Truus vertelde ook dat ze eigenlijk niet naar een protestantse bruiloft mocht. ‘Daar hadden ze bij jouw thuis een hekel aan. Dat hadden ze liever niet. Van mijn eigen ouders mocht ik daar trouwens ook niet heen.’
Hendrik Scholten, een neef van je vader, was ook een tijdje knecht bij jullie, maar hij was niet zo secuur. Oma was daarom vaak een beetje boos op hem.’
‘Als de jacht open was, was je moeder er maar druk mee. Dan had ze een groot gezelschap over de vloer. De Possnkearls, de oale Krog, Hendrik Scholten, Jan Assink en nog meer kearls. Na terugkomst dronken ze koffie en een paar borrels. Doot mie nog nen borrel oet n laampnglas, zeiden ze dan. Dat betekende een borrel uit een groot glas.’
GLIMLACH
Truus diepte in 2008 nog meer anekdotes op uit haar geheugen en steeds was daar die glimlach.
‘We fietsten op een avond naar Haaksbergen, naar de bruiloft van Mieneke Baak. Jouw oom Henk was er ook bij, maar halverwege vloog zijn broekspijp tussen de ketting. Die scheurde helemaal open. Hij moest terug naar huis om een andere broek aan te doen en kwam later toch nog op de bruiloft.’
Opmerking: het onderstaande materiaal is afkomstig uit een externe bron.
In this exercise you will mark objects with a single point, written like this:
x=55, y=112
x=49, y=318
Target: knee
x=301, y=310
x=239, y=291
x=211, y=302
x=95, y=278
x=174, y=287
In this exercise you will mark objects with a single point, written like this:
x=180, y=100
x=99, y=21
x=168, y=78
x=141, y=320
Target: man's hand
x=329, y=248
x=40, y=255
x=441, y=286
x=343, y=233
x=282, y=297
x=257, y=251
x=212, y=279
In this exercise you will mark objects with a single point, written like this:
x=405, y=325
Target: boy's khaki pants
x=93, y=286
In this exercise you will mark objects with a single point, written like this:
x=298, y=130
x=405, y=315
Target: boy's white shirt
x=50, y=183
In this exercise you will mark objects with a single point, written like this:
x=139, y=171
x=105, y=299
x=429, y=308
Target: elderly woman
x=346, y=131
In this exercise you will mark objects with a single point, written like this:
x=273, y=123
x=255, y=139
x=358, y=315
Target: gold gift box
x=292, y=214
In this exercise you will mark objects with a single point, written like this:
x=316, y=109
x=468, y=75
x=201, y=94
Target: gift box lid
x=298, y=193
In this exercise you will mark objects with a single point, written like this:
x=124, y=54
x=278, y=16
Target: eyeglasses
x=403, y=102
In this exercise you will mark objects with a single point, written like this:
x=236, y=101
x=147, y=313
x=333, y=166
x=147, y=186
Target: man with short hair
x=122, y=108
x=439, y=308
‘Scholtn-Hendrik, je vader en ik waren op 1 april met de deel aan het schoonmaken. Je vader stuurde Hendrik toen naar Wiedenbrook (Brummelaar) waar hij de slopscheare moest ophalen. Die stuurden hem naar Gierkink en die naar Keeznbreenk. Bij Keeznbreenk stuurden ze Hendrik door naar Hengevelde. Hij kreeg inmiddels door wat er aan de hand was en kwam de hele dag niet meer thuis. Nou heb ik mezelf te pakken, zei je vader. Trouwens, Scholten-Hendrik kon er zelf ook wat van. Ik vond regelmatig een gekookte aardappel in mijn klomp.’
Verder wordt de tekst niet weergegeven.